Miarolitic granite pegmatites are a unique natural object that makes it possible to study magmatic processes that lead to the formation of ore-forming media and systems. This paper summarizes modern views on phase transformations in aqueous silicate systems at parameters close to those of the transition from magmatic to hydrothermal crystallization. Comparison of phase diagrams and the results of study of pegmatite-forming media permits making conclusions about the crystallization of the water-saturated magmas of miarolitic granite pegmatites. The fluid regime of aqueous granite systems of simple composition, not enriched in fluxing components, is determined mainly by magma degassing or the supply of volatiles with flows of transmagmatic fluids. These processes cause the separation of essentially carbon dioxide or essentially hydrous fluid. During the evolution of such magmas, crystallization from silicate melt is separated in PT-space and, possibly, in time from the crystallization from aqueous or mixed carbon dioxide-aqueous super- and subcritical solutions.

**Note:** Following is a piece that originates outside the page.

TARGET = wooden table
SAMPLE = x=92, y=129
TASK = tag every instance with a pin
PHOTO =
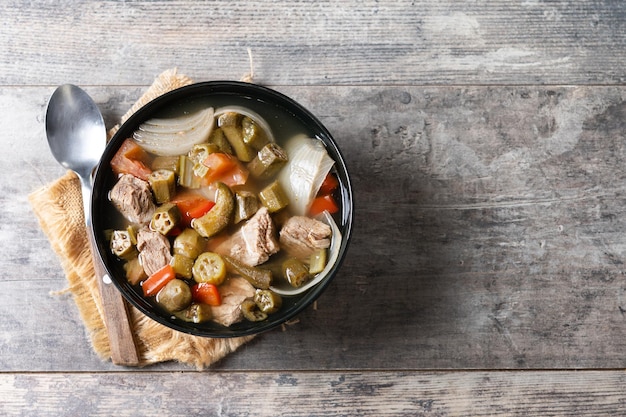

The evolution of chambers of water-saturated granitic and pegmatitic magma enriched in F, B, and alkali metals presupposes the formation of a heterogeneous mineral-forming medium in which crystallization occurs in the magmatic melt at high-temperature stages; as temperature decreases, crystallization can proceed in hydrous fluid, hydrosilicate, and/or hydrosaline liquids simultaneously. Hydrothermal crystallization can also take place in a heterogeneous medium consisting of aqueous solutions of different salinities and vapor or vapor-carbon dioxide gas mixture. The relationship between different fluid regimes during the evolution of volatile-saturated granitic and pegmatitic magmas determines the variety of postmagmatic rocks accompanying granite massifs.